SaiprakashShetty/C-Mini-Compiler-using-Lex-and-Yacc

Repository files navigation

C-Mini-Compiler-using-Lex-and-Yacc

A compiler is a special program that processes statements written in a particular programming language and turns them into machine language or code that a computer's processors use. The file used for writing a C-language contains what are called the source statements. The programmer then runs the appropriate language compiler, specifying the name of the file that contains the source statements. When executing, the compiler first parses all of the language statements syntactically one after the other and then, in one or more successive stages, builds the output code, making sure that statements that refer to other statements are referred to correctly in the final code. The output of the compilation is called object code or sometimes an object module.

Lexical analysis is the first phase of a compiler. It takes the modified source code from language preprocessors that are written in the form of sentences.

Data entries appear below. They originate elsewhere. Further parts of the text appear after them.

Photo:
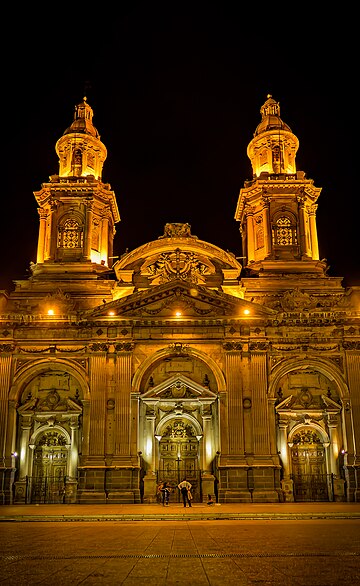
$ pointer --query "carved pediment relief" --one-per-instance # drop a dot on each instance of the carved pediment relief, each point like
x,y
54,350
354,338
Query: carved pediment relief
x,y
50,402
307,404
177,255
179,299
179,388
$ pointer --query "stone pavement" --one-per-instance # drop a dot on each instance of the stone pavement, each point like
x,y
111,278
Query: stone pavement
x,y
176,511
293,544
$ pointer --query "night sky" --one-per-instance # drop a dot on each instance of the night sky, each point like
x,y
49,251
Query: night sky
x,y
176,91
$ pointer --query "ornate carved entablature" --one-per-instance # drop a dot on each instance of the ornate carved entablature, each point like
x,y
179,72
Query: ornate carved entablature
x,y
259,346
351,345
306,408
296,299
232,346
177,230
178,394
49,408
7,347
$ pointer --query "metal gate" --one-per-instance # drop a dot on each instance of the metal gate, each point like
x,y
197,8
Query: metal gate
x,y
311,487
45,489
173,478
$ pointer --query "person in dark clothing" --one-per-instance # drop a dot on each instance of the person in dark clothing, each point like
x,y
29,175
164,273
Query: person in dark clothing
x,y
185,489
165,494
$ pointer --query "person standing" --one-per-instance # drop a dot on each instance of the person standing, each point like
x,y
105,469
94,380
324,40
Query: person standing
x,y
165,492
185,489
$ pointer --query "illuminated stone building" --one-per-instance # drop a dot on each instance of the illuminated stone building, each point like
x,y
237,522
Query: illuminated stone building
x,y
176,360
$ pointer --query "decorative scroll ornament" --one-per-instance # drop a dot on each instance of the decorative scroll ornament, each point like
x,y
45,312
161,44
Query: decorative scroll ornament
x,y
178,265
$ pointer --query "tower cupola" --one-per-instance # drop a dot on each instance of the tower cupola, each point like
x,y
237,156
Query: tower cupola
x,y
80,150
274,146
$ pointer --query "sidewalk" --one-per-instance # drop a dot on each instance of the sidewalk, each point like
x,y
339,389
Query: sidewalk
x,y
176,512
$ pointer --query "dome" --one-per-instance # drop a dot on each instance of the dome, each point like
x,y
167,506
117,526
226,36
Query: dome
x,y
82,123
270,117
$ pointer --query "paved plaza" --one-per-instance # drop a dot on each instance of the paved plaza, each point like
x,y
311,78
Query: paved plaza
x,y
315,544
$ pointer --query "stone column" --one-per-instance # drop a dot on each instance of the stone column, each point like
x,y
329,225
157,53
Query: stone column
x,y
104,240
267,229
42,235
234,407
250,240
150,456
313,232
98,382
88,230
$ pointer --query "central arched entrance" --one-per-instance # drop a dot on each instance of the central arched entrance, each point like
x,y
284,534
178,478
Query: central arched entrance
x,y
179,457
311,482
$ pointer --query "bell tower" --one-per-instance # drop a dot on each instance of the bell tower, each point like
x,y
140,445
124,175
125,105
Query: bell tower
x,y
78,212
277,207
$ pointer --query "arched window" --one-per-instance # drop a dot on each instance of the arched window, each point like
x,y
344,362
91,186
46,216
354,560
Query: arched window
x,y
284,232
70,234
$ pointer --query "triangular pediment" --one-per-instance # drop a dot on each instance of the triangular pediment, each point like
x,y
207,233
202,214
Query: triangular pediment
x,y
178,299
293,404
179,388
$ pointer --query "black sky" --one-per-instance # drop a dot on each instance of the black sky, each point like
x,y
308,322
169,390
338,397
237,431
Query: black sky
x,y
176,90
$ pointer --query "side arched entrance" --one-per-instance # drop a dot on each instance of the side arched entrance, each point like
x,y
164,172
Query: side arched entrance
x,y
48,437
310,435
178,436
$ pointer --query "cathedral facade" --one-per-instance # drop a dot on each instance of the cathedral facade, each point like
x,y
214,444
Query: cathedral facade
x,y
176,360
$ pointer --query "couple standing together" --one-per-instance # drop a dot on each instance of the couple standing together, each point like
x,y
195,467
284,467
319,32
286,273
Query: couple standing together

The lexical analyzer breaks these syntaxes into a series of tokens, by removing any whitespace or comments in the source code. Symbol table is an important data structure created and maintained by compilers in order to store information about the occurrence of various entities such as variable names, function names, etc.

Symbol table is used by both the analysis and the synthesis parts of a compiler. We have designed a lexical analyzer for the C language using lex. It takes as input a C code and outputs a stream of tokens. The tokens displayed as part of the output include keywords, identifiers, signed/unsigned integer/floating point constants, operators, special characters, headers, data-type specifiers, array, single-line comment, multi-line comment, preprocessor directive, pre-defined functions (printf and scanf), user-defined functions and the main function. The token, the type of token and the line number of the token in the C code are being displayed. The line number is displayed so that it is easier to debug the code for errors. Errors in single-line comments, multi-line comments are displayed along with line numbers. The output also contains the symbol table which contains tokens and their type. The symbol table is generated using the hash organisation.